1978年の創部以来44年に及ぶ歴史に幕を下ろす時が刻一刻と迫っているB3アイシンアレイオンズ。企業チームでありながら地域活動にも力を入れ、選手もプロの心構えを持って取り組んでいたことは先日の記事にも書いた通りだ。また、プロ契約の日本人選手を獲得するなど、強化を着実に進めていたことにも改めて触れておきたいところであり、2018-19シーズンに留学生以外で初めて外国籍選手をチームに加え、同時にヘッドコーチも初めて外部から招聘したことがその端緒となる。
当時のアイシン・エイ・ダブリュにとって初のプロコーチであった天日謙作HCは1シーズンで退任したが、翌2019-20シーズンもチームは指揮官をプロに委ねた。今シーズンが就任3シーズン目となる廣瀬慶介HCである。2011-12シーズンに大阪エヴェッサ(当時bjリーグ)のアシスタントコーチ兼通訳としてコーチングキャリアをスタートさせ、その後4クラブを渡り歩く中でB1の舞台も経験。サンロッカーズ渋谷とのAC契約が満了となったタイミングで本人はHC業を希望し、プロコーチを求めていたアイシン・エイ・ダブリュ入団に至った。

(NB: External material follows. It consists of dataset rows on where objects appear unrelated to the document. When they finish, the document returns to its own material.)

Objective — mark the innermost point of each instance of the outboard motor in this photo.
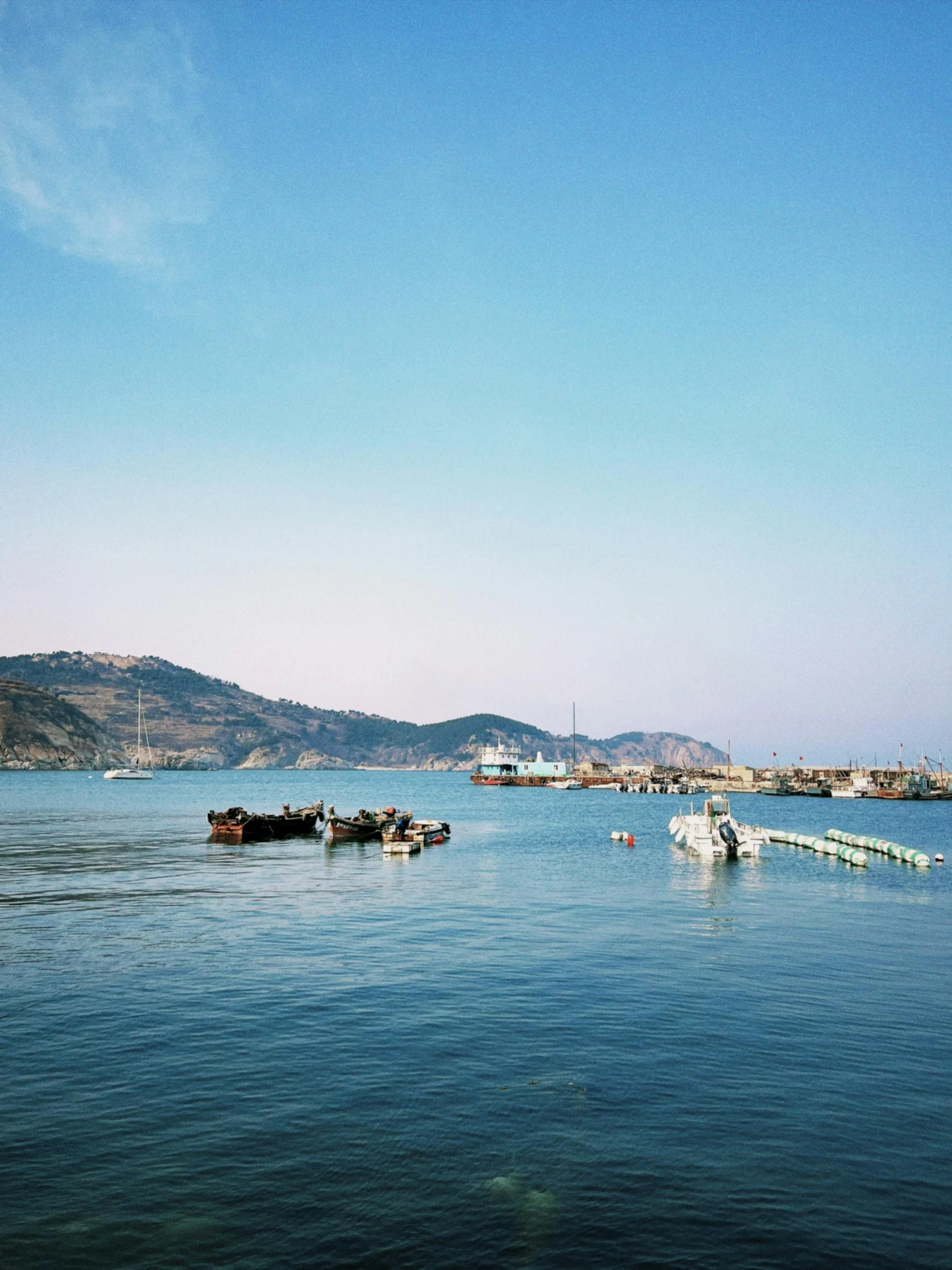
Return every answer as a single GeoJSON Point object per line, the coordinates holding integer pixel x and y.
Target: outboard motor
{"type": "Point", "coordinates": [729, 838]}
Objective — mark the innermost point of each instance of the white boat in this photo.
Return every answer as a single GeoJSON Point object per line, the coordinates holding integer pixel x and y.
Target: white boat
{"type": "Point", "coordinates": [861, 786]}
{"type": "Point", "coordinates": [715, 833]}
{"type": "Point", "coordinates": [137, 773]}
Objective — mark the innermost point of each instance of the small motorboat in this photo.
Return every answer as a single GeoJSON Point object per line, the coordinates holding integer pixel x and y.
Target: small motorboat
{"type": "Point", "coordinates": [715, 833]}
{"type": "Point", "coordinates": [237, 825]}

「中にはずっとACとしてキャリアを形成されている方もいらっしゃるんですが、この業界に入ったからには一度は自分の力を試してみたいという気持ちがあったので、キャリアのステップアップにこだわって探した結果、オファーをいただくことができました」
ただ、過去にコーチを務めてきたのは全てプロクラブ。廣瀬HCは就任早々、選手が社業に従事しているという企業チームならではの壁に直面することになり、「なんとなくイメージはあった」(廣瀬HC)というものの、「それを超える企業チームでした(笑)」と振り返る。
「最初のシーズンはまだコロナ禍前で、社員は業務も普通にやっていたので、残業も考慮して練習スタートが午後7時20分だったんですが、それでも来られない。日によっては4、5人しか集まらないこともあったので、そこはそれまで経験したことがない苦労した部分でギャップを感じましたね」
しかしながら、そんな中でも廣瀬HCはできる限りの手を尽くし、来たるべき戦いに備えた。外国籍選手の合流が遅れるというアクシデントもありながら、HCデビューとなる開幕戦ではベルテックス静岡を撃破。大きな手応えを得た廣瀬HCは、昨シーズンの優勝ではなくこの静岡戦を一番の思い出に挙げている。
「アウェーですごい数のオレンジ色のお客さんがいて、相手には外国籍選手も2名いる中で、我々は日本人選手だけで勝った。これは本当に気持ち良かったというか、会心でしたね。日本人だけでもここまで戦えるんだから、外国籍選手が合流してかみ合ったらもうプラスでしかない。それに、オフシーズンの間にやってきたこと、それまでACとしていろんなHCのバスケットを見て学んできたことが間違いじゃなかったんだと、自信の一つになりました」
そして昨シーズン、廣瀬HCは就任2シーズン目にしてチームにリーグ王者の称号をもたらす。就任前のシーズンにプロコーチと外国籍選手をチームに加えるという土台が築かれたことや、廣瀬HCと同時にチームスタッフに加わり、2シーズン目には部長となった安田学が廣瀬HCの声に耳を傾けたこと、従来備わっていた日本人選手の連係の妙。これらの要素が重なって最高の結果に結びついたが、その中で廣瀬HC自身も指揮官として大きく成長した。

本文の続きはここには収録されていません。